少女サダは、代々、屋敷に植わる梨の大樹を大切に守ってきた家の娘。ある日、ふと大樹に声をかけると、どこからか男児の声が返ってきて、二人は言葉を交わし始める。
月日が過ぎるうち、サダが梨の樹に恋をしているらしい、との噂も流れ、気味悪がった家族もサダを樹から遠ざけようとするものの、彼との交歓は、すでにサダにとってかけがえのないものになっていた。ついにサダは、彼に会うため、時間も場所をも越えた、長い旅に出る……。
幕末の娘が平安の皇子を目指して時代を遡る、1000年を跨いだ旅路を、たった4000字でここまで濃密に描ける作者さんの力量に脱帽です。

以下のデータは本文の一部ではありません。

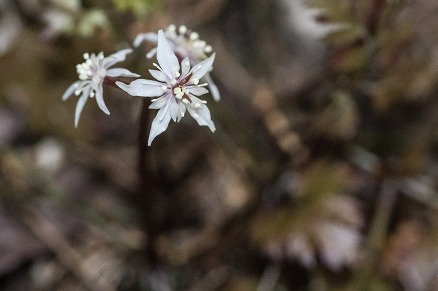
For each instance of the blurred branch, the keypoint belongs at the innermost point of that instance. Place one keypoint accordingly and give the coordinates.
(378, 231)
(68, 256)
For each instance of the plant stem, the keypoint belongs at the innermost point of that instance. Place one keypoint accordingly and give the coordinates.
(146, 189)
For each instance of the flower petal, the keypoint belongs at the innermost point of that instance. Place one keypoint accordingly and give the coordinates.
(185, 66)
(160, 76)
(203, 67)
(70, 90)
(159, 103)
(151, 53)
(166, 57)
(201, 113)
(116, 57)
(99, 99)
(120, 72)
(79, 106)
(174, 110)
(143, 88)
(159, 124)
(213, 88)
(150, 36)
(197, 91)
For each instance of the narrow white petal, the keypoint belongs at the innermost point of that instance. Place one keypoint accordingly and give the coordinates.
(143, 88)
(213, 88)
(201, 114)
(116, 57)
(99, 99)
(203, 67)
(151, 53)
(150, 36)
(166, 57)
(185, 66)
(174, 110)
(159, 125)
(160, 102)
(121, 72)
(79, 106)
(70, 90)
(197, 91)
(160, 76)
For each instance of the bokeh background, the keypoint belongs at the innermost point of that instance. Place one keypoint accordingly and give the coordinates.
(322, 174)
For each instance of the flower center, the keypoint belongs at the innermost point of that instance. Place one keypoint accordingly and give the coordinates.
(90, 69)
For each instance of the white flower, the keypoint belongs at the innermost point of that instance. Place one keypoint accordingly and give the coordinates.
(92, 74)
(177, 87)
(185, 44)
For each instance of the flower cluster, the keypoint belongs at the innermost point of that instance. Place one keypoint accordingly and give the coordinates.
(182, 64)
(186, 44)
(92, 74)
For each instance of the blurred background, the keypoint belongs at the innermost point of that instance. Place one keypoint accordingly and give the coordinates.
(322, 174)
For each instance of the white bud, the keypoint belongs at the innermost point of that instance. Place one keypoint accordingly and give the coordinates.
(182, 29)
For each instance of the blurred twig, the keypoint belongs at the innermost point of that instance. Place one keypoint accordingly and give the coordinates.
(68, 256)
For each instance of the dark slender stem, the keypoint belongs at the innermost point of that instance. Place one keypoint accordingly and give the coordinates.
(146, 191)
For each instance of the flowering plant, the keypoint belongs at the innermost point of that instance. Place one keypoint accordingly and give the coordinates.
(93, 73)
(177, 81)
(177, 88)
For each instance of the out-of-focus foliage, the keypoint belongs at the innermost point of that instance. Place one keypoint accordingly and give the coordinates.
(322, 173)
(138, 7)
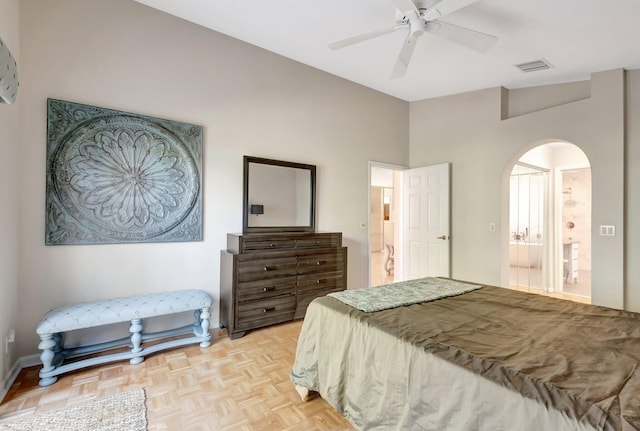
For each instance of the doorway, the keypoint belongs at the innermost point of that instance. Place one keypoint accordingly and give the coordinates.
(384, 222)
(528, 187)
(549, 250)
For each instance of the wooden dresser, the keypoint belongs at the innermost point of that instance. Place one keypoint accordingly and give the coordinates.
(271, 278)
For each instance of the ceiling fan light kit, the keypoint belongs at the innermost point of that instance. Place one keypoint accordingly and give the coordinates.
(8, 75)
(422, 16)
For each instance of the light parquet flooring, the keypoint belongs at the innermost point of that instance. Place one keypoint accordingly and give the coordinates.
(241, 384)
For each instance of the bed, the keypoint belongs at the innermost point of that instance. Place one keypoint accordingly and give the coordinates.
(488, 358)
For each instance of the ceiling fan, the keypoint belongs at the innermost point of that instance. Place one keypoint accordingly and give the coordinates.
(420, 16)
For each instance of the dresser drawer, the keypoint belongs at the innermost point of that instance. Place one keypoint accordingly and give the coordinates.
(320, 281)
(261, 269)
(320, 262)
(319, 241)
(261, 244)
(262, 289)
(267, 312)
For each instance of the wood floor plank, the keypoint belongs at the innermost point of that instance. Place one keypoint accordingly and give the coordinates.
(241, 384)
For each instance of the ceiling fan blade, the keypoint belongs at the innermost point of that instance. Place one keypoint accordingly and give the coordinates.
(338, 44)
(402, 63)
(462, 35)
(406, 5)
(445, 7)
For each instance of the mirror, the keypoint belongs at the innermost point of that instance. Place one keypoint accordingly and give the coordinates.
(278, 196)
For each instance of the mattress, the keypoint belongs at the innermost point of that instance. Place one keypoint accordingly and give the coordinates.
(491, 358)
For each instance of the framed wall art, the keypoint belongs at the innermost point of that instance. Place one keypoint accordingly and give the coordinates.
(116, 177)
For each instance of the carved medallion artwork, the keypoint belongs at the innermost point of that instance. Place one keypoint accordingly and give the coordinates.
(116, 177)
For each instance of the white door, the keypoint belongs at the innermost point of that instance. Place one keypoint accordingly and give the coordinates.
(426, 249)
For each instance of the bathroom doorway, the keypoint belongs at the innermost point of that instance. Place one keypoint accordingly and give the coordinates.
(528, 187)
(550, 222)
(384, 222)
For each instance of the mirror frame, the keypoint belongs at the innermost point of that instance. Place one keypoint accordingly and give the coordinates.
(245, 198)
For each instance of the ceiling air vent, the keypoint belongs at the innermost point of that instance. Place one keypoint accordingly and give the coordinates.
(533, 66)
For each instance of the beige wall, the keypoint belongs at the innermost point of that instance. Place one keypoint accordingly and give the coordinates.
(9, 157)
(632, 191)
(122, 55)
(482, 138)
(119, 54)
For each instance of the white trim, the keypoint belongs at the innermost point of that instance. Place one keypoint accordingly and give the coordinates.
(19, 365)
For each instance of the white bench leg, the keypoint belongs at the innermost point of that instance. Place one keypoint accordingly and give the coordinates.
(202, 318)
(48, 344)
(136, 340)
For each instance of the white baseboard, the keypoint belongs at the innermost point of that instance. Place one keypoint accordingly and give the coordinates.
(23, 362)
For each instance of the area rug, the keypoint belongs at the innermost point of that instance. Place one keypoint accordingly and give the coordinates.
(125, 411)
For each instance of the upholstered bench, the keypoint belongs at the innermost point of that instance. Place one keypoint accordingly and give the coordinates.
(131, 309)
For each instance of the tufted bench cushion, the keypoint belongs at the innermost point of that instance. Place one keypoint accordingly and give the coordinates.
(131, 309)
(91, 314)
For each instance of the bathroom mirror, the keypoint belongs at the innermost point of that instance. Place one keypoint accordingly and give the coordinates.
(279, 196)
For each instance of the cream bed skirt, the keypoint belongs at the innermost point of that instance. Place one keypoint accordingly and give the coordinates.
(379, 382)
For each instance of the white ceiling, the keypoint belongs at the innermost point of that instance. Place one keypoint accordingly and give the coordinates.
(577, 37)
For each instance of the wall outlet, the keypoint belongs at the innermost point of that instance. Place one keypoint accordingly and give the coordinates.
(11, 337)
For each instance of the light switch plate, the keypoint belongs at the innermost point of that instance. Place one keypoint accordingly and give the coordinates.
(607, 230)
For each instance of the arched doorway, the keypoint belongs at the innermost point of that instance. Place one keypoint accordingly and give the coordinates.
(549, 245)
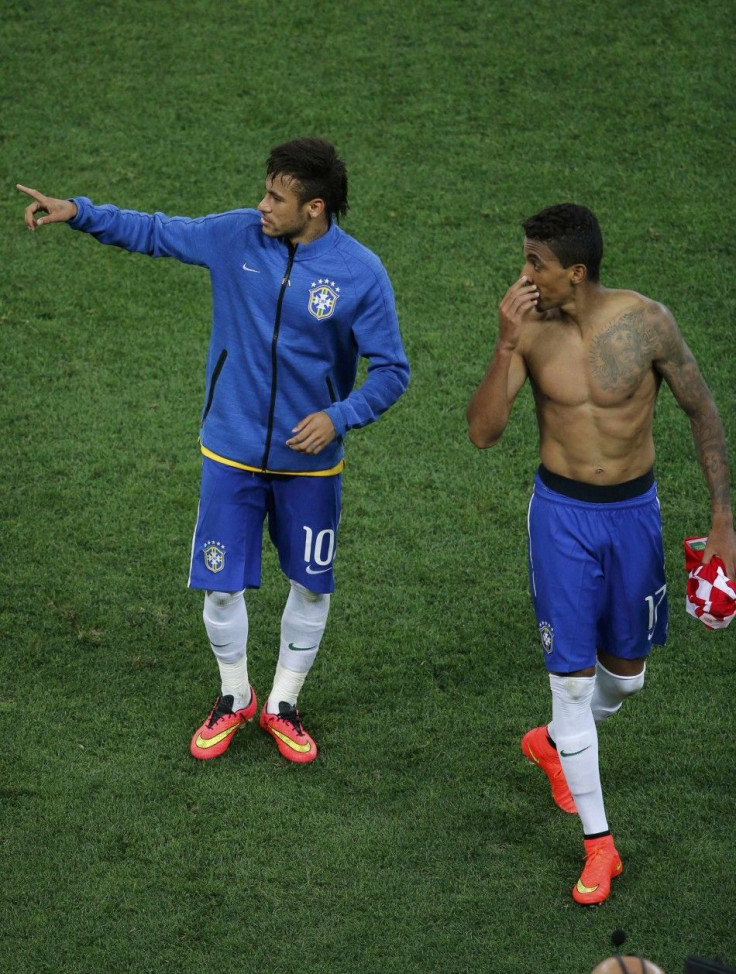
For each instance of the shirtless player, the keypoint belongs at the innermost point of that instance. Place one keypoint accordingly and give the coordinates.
(595, 358)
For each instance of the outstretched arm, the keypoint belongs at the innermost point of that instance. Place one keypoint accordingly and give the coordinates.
(56, 211)
(681, 373)
(490, 407)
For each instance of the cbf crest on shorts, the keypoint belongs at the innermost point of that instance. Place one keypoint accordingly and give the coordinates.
(547, 635)
(214, 555)
(323, 296)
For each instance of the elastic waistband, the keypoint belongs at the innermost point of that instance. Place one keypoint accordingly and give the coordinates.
(595, 493)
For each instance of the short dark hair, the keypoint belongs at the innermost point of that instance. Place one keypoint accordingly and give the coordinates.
(572, 233)
(317, 168)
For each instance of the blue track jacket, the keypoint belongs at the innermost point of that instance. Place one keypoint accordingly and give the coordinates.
(289, 325)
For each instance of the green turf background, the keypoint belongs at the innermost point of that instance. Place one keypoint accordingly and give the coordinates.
(421, 840)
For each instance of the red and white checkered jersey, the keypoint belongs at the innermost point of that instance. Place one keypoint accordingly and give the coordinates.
(710, 595)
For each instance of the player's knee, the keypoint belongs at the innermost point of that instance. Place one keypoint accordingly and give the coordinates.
(220, 607)
(618, 686)
(306, 595)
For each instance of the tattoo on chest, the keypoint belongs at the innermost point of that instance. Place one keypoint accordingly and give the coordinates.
(622, 353)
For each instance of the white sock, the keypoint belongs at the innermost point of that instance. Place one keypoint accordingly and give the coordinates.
(611, 690)
(302, 627)
(576, 738)
(226, 622)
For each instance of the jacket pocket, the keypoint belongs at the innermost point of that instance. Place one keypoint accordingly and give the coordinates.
(213, 382)
(333, 399)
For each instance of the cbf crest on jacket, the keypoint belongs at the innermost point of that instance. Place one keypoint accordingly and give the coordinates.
(289, 326)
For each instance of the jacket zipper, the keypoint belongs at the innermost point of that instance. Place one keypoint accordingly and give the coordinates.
(274, 342)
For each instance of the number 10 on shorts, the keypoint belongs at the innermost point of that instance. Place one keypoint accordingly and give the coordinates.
(319, 549)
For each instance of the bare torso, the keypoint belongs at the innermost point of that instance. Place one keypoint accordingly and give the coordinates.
(595, 388)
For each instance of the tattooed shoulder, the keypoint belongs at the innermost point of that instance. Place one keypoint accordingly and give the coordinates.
(623, 351)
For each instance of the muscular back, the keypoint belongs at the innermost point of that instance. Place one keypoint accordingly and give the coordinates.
(595, 383)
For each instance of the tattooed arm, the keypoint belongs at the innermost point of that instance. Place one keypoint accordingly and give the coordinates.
(677, 366)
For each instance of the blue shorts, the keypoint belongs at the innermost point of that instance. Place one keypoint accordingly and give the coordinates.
(303, 515)
(596, 570)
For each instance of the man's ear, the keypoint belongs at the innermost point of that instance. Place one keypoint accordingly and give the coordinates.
(578, 273)
(315, 208)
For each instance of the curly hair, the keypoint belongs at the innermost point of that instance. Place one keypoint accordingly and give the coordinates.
(572, 234)
(317, 170)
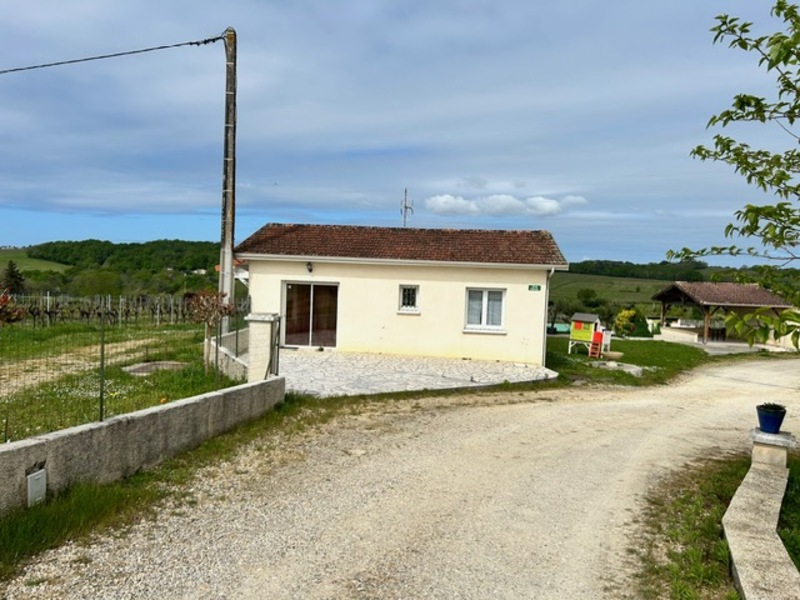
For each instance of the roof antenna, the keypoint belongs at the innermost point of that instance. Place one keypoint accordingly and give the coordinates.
(407, 207)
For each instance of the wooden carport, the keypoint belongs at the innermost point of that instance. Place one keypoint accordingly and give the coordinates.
(711, 297)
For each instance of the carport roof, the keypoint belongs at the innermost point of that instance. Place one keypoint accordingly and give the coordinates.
(722, 294)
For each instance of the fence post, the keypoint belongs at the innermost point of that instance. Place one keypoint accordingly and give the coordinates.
(260, 346)
(102, 364)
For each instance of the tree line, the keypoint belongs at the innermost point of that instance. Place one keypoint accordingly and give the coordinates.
(101, 267)
(689, 270)
(153, 256)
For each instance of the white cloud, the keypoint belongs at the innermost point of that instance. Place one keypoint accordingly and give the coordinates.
(501, 205)
(445, 204)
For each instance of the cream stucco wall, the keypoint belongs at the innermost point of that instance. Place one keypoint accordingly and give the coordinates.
(369, 319)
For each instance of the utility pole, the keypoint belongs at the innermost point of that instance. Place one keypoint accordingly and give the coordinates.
(226, 280)
(406, 207)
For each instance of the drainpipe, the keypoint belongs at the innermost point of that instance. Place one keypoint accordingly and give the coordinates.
(546, 305)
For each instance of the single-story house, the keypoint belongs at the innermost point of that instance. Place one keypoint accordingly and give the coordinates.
(712, 297)
(459, 293)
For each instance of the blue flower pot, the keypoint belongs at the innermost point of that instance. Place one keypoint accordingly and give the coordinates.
(769, 420)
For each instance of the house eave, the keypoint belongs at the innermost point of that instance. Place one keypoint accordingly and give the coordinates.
(252, 256)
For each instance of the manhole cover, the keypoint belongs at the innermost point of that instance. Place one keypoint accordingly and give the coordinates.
(142, 369)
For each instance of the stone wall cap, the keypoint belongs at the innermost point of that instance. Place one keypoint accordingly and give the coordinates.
(783, 439)
(263, 317)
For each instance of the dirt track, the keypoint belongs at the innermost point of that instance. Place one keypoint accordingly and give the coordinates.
(530, 495)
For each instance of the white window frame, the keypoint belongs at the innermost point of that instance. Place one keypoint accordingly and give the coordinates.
(483, 326)
(408, 310)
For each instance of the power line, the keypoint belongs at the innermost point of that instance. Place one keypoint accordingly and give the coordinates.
(115, 55)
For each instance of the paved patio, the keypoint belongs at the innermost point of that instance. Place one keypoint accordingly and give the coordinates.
(332, 373)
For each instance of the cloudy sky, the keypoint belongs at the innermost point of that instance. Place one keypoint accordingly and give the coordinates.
(575, 117)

この作品は、遠野物語『寒戸の婆』が下敷きに置かれていますが、原作は「少女が梨の木の下に草履を残して、しばらくののち老婆になって戻り、またどこかへ消える」という部分だけ。
その裏側にある少女の人生を、皇子と村娘のラブロマンスとして、歴史上の人物まで組み込んでつくりあげているあたり、いくらでも深掘りできる設定が眠っていそうです。
詳しく、長く書き込んだバージョンも読んでみたくなる……!
最後に、豊かな言葉遊びの数々にもご注目。タイトルの「カコイナシ」はもちろん、物語の末尾にもちょっとした仕掛けがあるので、どうかお見逃しなく確かめてください。